From: Max Kalika <max@g.o>
To: stuart@g.o, Max Kalika <max@g.o>, Troy Dack <tad@g.o>, gentoo-dev@g.o
Subject: Re: [gentoo-dev] [GLEP] Web Application Installation
Date: Mon, 04 Aug 2003 17:11:41
Message-Id: 42620000.1060017099@valkyrie.lsit.ucsb.edu
1 Good morning!
2
3 Quoting Stuart Herbert <stuart@g.o>:
4
5 > Apache supports virtual hosting already. Tools such as phpBB and
6 > tikiwiki and phpMyAdmin (to give but three examples) don't need explicit
7 > virtual host support, because Apache handles that. To run a copy of
8 > phpBB under two different domains hosted on the same box, you install
9 > two copies of phpBB - or at least simulate that situation using symlinks
10 > or whatever.
11
12 See, I don't think that running two (or more) copies of an application is
13 supporting virtual hosts. Upgrading all the files is a pain. Why not have
14 one installation of the core files and multiple installations of the config
15 files? This is, of course, very application specific -- most of them will
16 still need database upgrades, but that has to be done by the sysadmin.
17
18 > Scary as I find it, one reason why many of my clients run Debian rather
19 > than Gentoo on their production hardware is because they do that from a
20 > cron script, and trust the results. Personally, I've always introduced
21 > staging platforms in environments where I've been wearing the Release
22 > Manager hat.
23
24 How do they handle db updates? How do they handle config file updates?
25
26 > Possibly. But I really wanted to clear out some outstanding bugs from
27 > Bugzilla, and adding the eclass made it easy to do.
28
29 Fair enough.
30
31 > 1) Your eclass doesn't correctly (as I understand correct usage to be!)

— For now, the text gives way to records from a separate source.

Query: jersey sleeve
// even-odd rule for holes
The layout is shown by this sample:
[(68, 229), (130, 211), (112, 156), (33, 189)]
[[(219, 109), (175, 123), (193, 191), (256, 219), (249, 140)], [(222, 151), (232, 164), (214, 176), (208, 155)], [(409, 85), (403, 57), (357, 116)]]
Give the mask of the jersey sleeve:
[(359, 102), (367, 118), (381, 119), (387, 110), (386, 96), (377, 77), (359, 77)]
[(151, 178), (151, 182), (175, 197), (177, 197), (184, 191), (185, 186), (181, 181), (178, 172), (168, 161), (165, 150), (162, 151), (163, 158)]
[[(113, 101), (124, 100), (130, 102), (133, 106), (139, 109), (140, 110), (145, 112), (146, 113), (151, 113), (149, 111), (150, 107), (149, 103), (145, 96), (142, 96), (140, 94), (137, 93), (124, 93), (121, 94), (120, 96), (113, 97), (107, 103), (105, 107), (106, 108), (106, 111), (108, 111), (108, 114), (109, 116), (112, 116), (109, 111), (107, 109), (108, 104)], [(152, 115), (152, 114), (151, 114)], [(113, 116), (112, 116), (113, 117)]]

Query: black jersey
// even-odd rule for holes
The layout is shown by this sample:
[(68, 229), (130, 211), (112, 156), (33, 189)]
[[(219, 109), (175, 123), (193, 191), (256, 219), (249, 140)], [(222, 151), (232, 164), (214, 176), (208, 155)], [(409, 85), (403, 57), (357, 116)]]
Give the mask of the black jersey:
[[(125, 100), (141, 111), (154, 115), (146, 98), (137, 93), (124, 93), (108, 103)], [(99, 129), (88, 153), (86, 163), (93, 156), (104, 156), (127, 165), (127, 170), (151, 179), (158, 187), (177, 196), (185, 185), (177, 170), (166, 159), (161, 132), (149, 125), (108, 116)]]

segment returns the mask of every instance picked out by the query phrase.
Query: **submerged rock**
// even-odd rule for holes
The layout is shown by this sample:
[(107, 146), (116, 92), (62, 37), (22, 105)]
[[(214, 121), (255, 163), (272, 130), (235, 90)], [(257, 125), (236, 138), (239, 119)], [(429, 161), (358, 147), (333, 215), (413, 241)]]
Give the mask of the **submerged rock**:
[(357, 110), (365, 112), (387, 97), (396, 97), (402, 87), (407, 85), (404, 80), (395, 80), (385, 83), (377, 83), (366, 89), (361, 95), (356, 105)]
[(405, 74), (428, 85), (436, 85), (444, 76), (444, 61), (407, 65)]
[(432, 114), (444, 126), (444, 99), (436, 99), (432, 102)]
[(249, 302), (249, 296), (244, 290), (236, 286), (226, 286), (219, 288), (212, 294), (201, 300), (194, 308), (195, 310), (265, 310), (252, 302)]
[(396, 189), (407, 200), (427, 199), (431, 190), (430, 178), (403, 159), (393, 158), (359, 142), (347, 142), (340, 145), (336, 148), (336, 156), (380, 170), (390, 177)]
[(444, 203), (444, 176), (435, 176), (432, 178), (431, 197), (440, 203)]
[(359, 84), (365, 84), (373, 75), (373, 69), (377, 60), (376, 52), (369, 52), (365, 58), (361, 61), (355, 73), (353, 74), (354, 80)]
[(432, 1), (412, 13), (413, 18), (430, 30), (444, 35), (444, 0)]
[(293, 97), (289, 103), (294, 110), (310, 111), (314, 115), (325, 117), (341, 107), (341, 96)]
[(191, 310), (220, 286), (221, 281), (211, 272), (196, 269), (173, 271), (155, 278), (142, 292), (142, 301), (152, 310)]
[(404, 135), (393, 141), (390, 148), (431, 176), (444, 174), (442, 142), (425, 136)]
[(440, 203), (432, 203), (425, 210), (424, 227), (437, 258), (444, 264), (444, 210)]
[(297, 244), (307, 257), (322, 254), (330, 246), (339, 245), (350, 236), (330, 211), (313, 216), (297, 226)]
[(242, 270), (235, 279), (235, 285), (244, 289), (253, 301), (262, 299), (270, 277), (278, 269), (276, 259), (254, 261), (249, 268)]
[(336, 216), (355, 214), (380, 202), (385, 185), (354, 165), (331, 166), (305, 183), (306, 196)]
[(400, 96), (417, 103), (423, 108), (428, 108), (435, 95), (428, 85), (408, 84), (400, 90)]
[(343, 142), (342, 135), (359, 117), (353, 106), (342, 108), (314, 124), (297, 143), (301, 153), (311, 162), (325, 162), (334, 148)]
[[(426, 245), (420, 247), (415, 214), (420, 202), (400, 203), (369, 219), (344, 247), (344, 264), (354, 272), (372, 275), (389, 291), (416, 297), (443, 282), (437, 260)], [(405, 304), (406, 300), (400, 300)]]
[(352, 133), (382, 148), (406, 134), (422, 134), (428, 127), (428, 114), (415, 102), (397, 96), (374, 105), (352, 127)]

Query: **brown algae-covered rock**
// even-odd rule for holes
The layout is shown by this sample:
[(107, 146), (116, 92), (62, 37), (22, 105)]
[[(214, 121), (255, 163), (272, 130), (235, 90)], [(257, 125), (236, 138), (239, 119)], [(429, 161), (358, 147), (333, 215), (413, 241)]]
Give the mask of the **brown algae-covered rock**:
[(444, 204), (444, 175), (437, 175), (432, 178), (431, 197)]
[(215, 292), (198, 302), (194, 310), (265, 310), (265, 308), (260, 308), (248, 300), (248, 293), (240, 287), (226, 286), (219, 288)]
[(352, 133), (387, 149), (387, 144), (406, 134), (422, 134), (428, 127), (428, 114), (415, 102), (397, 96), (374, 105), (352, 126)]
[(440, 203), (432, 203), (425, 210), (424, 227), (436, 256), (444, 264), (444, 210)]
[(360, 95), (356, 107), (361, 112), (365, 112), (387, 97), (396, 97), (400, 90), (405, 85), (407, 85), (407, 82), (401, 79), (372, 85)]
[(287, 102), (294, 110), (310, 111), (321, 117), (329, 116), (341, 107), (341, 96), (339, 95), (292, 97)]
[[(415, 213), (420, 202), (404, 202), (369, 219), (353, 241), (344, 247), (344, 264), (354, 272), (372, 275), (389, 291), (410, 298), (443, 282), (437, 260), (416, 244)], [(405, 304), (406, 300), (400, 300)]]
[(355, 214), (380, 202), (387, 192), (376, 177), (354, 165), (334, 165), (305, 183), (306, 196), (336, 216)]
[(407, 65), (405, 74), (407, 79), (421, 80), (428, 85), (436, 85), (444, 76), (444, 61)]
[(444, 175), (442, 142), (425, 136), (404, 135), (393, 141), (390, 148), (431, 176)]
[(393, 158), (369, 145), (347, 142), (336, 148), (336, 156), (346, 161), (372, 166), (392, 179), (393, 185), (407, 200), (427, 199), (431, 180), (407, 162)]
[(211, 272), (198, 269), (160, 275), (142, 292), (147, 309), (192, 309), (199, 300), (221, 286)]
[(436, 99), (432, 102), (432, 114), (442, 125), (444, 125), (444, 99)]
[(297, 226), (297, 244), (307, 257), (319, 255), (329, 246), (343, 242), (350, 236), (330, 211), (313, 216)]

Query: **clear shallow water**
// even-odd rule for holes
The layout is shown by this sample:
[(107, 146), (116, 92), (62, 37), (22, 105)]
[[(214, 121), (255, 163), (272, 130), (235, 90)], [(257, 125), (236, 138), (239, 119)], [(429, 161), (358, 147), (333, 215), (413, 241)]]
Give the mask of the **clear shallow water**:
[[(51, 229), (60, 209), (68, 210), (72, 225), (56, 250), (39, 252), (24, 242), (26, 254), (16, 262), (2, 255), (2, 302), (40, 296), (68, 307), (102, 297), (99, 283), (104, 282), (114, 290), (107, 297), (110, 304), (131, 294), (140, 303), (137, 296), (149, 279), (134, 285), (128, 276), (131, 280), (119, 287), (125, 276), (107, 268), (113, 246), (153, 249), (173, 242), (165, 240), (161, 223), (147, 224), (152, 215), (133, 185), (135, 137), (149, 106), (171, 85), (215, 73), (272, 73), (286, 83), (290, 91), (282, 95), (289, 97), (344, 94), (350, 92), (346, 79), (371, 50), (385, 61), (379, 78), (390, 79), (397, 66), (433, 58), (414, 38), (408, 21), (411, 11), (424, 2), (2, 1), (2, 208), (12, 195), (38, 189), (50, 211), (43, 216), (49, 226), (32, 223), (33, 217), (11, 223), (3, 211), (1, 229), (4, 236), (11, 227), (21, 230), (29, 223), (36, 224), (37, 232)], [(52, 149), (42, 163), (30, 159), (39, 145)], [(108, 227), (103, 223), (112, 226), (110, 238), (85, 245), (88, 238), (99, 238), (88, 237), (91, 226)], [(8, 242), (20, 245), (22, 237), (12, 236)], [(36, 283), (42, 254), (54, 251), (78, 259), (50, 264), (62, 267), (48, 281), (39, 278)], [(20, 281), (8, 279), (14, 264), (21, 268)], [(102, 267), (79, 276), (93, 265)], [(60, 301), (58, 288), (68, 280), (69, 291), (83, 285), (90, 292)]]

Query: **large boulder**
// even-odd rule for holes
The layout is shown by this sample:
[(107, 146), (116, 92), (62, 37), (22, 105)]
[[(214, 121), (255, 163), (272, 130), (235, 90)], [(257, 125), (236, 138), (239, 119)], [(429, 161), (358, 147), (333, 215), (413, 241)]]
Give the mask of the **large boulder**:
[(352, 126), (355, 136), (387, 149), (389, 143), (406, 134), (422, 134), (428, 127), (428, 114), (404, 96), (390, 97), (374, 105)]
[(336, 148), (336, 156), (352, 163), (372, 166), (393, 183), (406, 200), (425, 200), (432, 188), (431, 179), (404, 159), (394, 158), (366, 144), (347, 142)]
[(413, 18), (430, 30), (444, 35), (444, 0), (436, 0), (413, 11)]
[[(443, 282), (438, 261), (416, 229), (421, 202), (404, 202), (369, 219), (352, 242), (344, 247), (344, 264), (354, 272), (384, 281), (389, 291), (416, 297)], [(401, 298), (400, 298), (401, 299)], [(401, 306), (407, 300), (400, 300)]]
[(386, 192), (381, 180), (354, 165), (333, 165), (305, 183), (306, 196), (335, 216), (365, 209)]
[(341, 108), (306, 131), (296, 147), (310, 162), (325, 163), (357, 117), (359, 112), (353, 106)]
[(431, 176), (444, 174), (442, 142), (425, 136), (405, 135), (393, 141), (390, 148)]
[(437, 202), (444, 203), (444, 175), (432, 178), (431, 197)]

32 > support the apache2 USE flag. Easy enough to do - see my webapp-apache
33 > eclass for an example.
34
35 Why base it on the flag? If the webserver is installed and is supported,
36 configure for it.
37
38 > 2) Your eclass doesn't specify the permissions that the source files
39 > should be installed under. Again, easy enough to fix.
40
41 This is very straightforward to add.
42
43 > 3) Your eclass doesn't provide support for running multiple copies of the
44 > same app on the same machine. This is a showstopper.
45
46 This whole thing needs a separate discussion. There's no portage support
47 for dealing with more than one installation of the same version of the same
48 package.
49
50 > 4) Your eclass requires the admin to stop and start Apache as part of the
51 > install. This is a showstopper. Not every site will want to stop and
52 > start their web server just because they've installed a new app.
53 > Imagine a site hosting hundreds of domains, and having to take them
54 > *all* offline at the same time just because phpBB's been upgraded (for
55 > example!). Robin's idea of creating .htaccess files under the document
56 > root deals with this much more managably - although I think we're gonna
57 > end up using symlinks, as that'll make it easy to support multiple web
58 > servers.
59
60 ..htaccess files only work in already web-accessable directories (in your
61 case, DocumentRoot). If we're putting applications in /usr/share/webapps,
62 the webserver has no idea to look there. Which is what the Alias directive
63 does in all the .conf files that are generated. However, Alias is not
64 allowed in .htaccess AFAIK.
65
66 http://httpd.apache.org/docs-2.0/mod/mod_alias.html#alias
67
68 Besides that, the server doesn't have to be restarted -- just HUPed.
69
70 > 5) I'm against users having to run 'ebuild /var/.../something.ebuild'
71 > after installation to then complete the install. If you're emerging
72 > enough packages, it's easy to miss the notification that you need to do
73 > this. It's personal preference, I guess, but I've been caught out by
74 > this in the past.
75
76 Ok, if we can achieve the same thing without the post-install intervention,
77 all for the better.
78
79 > 6) I *like* the idea that check_php() is in this
80 > eclass, because that check is specific to mod_php under Apache. I'm
81 > gonna steal that and add it to my webapp-apache eclass ;-)
82
83 Steal away! Keep in mind it is not completely accurate if the per-package
84 USE flags goes into portage (http://bugs.gentoo.org/show_bug.cgi?id=13616).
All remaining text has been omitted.